Thoughts on the Fall of the Falwells

How are the mighty fallen in the midst of the battle!

– 2 Samuel 1:25

Baptist minister Jerry Falwell Sr., leader of a megachurch in Lynchburg, Va. since the 1960s, founded Liberty University in 1971. In 1979 he founded the Moral Majority as a political movement opposed to abortion, homosexuality, feminism, and liberal, socialist thought; it was dissolved within a decade due to competition, infighting and mounting irrelevance. But the university became maybe the world’s largest Christian academic institution, with tens of thousands of resident and online students.

Falwell died in 2007 and his oldest son Jerry Jr. (then 46) was appointed as his successor as LU president. (The second son is a pastor at a large church attached to the institution.) A University of Virginia-trained lawyer, Falwell was not a minister but active in the Evangelical community and had been selected by his father to maintain his policies. The university retained its strict bans on homosexuality, premarital sex in general, alcohol, tobacco, marijuana, etc.

Fast-forward to 2012 when Jerry Jr. and his wife Becki were vacationing in Miami.

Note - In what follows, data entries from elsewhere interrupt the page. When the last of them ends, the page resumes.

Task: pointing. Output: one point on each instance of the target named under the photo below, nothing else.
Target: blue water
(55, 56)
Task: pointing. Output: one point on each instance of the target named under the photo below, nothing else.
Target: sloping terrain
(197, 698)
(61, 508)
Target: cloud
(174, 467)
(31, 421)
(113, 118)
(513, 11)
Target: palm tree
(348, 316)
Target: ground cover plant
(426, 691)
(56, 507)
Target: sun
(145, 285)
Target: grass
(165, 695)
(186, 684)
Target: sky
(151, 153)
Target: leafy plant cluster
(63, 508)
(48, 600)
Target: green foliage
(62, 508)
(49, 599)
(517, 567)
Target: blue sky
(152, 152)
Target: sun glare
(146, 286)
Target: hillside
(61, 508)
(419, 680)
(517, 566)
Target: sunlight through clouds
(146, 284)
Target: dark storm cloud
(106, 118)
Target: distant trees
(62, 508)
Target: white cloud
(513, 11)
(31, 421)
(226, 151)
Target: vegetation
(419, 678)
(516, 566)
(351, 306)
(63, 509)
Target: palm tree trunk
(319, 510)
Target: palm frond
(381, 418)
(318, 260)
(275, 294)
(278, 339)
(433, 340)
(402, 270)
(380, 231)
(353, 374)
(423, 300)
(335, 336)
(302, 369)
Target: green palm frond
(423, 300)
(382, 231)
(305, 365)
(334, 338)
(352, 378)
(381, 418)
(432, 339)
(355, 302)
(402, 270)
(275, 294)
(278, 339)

There she met a handsome pool attendant named Giancarlo Granda (20) and invited him to have sex with her. He agreed and met her later at a hotel where she offered him whiskey and introduced him to her husband sprawled out on the other bed. Falwell assured him that he didn’t mind him pleasuring his wife and told him that he should just “go for it.”

Granda states (to CNN’s Anderson Cooper) that the couple seemed accustomed to this type of activity and recruiting young men for this purpose. He did not know at the time who who they were. But this became a regular thing for some years, Granda telling Reuters that the trysts took place “multiple times per year” from 2012 to 2018 at hotels in Miami and New York, and at the Falwells’ home in Bedford County, Virginia. Meanwhile the Falwells made Granda a business partner in a gay-friendly hostel in South Beach now co-owned by Jerry’s son Jerry Falwell III (known as Trey).

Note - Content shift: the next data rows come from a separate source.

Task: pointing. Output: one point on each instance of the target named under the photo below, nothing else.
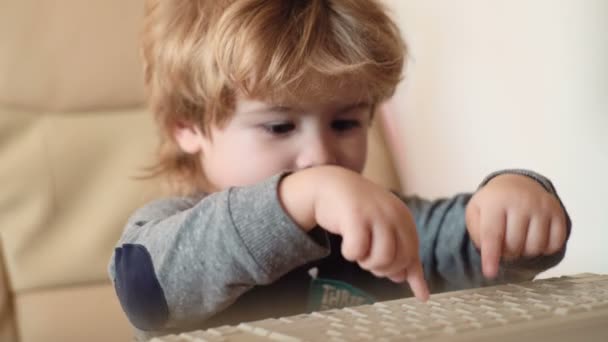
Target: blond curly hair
(199, 54)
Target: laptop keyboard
(444, 315)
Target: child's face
(263, 139)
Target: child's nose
(316, 153)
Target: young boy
(264, 106)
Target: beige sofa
(74, 134)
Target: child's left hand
(513, 216)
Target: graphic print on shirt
(325, 294)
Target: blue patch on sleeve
(138, 289)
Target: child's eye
(279, 128)
(344, 125)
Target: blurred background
(489, 85)
(509, 84)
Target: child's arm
(377, 229)
(450, 251)
(181, 261)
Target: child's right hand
(377, 229)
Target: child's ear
(188, 137)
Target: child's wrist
(297, 198)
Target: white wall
(501, 84)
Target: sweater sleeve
(180, 261)
(449, 257)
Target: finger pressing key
(415, 278)
(492, 231)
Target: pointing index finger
(415, 278)
(492, 235)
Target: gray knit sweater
(235, 255)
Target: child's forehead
(317, 94)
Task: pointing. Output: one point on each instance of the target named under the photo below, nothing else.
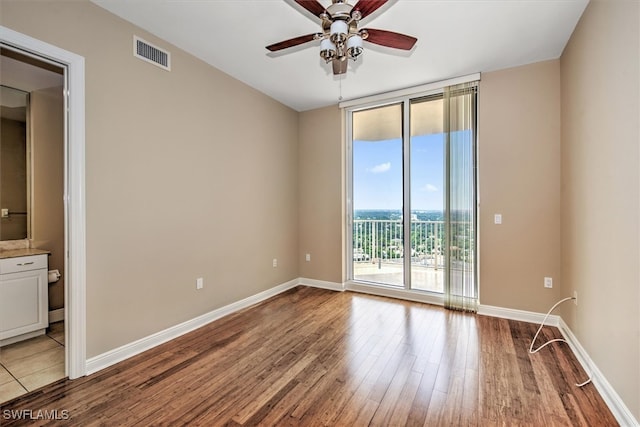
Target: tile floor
(33, 363)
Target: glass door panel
(377, 195)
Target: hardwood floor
(317, 357)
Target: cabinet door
(23, 303)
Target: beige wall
(601, 188)
(519, 177)
(47, 210)
(189, 174)
(320, 209)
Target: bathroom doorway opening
(74, 248)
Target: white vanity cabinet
(24, 311)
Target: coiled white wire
(532, 351)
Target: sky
(377, 173)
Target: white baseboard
(332, 286)
(56, 315)
(521, 315)
(126, 351)
(612, 399)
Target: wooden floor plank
(312, 357)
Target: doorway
(74, 190)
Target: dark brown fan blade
(339, 66)
(312, 6)
(291, 42)
(390, 39)
(367, 7)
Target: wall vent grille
(150, 53)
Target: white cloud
(381, 168)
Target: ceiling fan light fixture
(354, 46)
(327, 50)
(339, 31)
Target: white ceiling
(455, 38)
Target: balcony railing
(378, 251)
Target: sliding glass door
(412, 192)
(378, 236)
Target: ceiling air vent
(150, 53)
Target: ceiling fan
(341, 38)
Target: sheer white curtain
(461, 284)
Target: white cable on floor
(532, 351)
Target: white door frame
(74, 193)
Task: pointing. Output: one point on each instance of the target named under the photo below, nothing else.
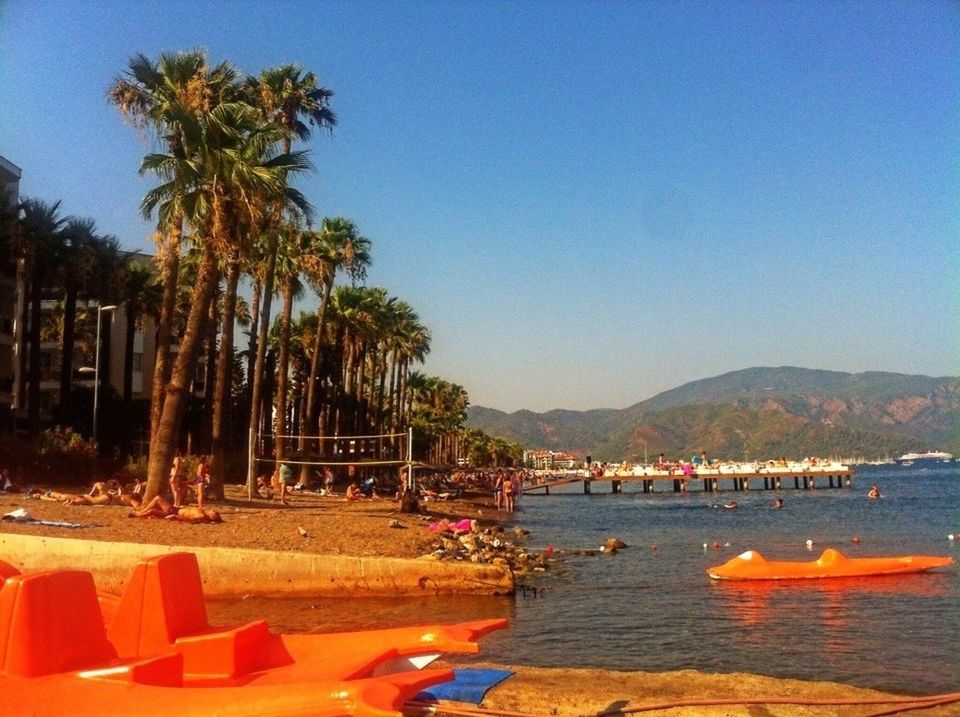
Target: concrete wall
(230, 572)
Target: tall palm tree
(160, 95)
(41, 249)
(229, 157)
(289, 252)
(285, 96)
(221, 389)
(336, 246)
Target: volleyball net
(359, 451)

Falwell in recent days acknowledges that Becki had relations with Granda but states that he himself was “not involved” whatever that means. Granda for his part says Falwell is now “throwing his wife under the bus.”

These revelations came after embarrassing reports of Falwell’s attendance at rock concerts, evidence of drinking, sharing nude photos of his wife with male confidants, and the unzipped photo on social media. A Liberty University student claimed that when he stayed over at the Falwell home (after a band practice in 2008 when he was 22), Becki “was the aggressor” in joining him in bed and performing oral sex on him. In the wake of such reports the Trustees forced Falwell to step down from his position, exposed as a total hypocrite.

*****

Now, what does this mildly interesting tale have to do with Donald Trump?

In 2016 Donald Trump’s lawyer Michael Cohen did some work for the Falwells, trying to “retrieve photos” in the possession of a former friend of Granda’s involving the couple’s relationship to him. This suggests that Trump himself knew that the Falwells, like him, had sexual baggage they needed to conceal. He was perhaps happy to lend his “fixer” Cohen help in return for some kind of “deal.”

Trump was invited to deliver a speech at Liberty University on January 18, 2016. It was a major event in the campaign, a rare semi-prepared talk (as opposed to his typical rambling homily). That’s the address in which Trump famously cited a verse from “Two Corinthians” occasioning a ripple of laughter among the students at the mandatory assembly.

“Two Corinthians 3:17, that’s the whole ballgame. … Is that the one you like? ‘” asked the smirking president, who proceeded to quote it with affected gravity: “Now the Lord is that Spirit: and where the Spirit of the Lord is, there is liberty.”

The pandering reference to the school’s motto, the failure to address the meaning of the Bible verse, and misidentification of the text’s very title (Paul’s Second Epistle to the Corinthians, or for short Second Corinthians) indicated that Trump had minimal understanding of, or sensitivity to, the Christian religion.

But Falwell on Jan. 26 issued a ringing endorsement of Trump. “In my opinion, Donald Trump lives a life of loving and helping others as Jesus taught in the great commandment,” he declared. “He cannot be bought, he’s not a puppet on a string like many other candidates … who have wealthy donors as their puppet masters And that is a key reason why so many voters are attracted to him.”

I can’t help but wonder what the pool-boy who’d been servicing the Falwells for over three years thought when he heard that about Trump’s life of loving and helping.

This ongoing scandal kind of recalls the affair of the megachurch evangelist Ted Haggard and male prostitutes in 2006, and TV evangelist Jim Swaggart with prostitutes in 1991. Such events can disillusion believers.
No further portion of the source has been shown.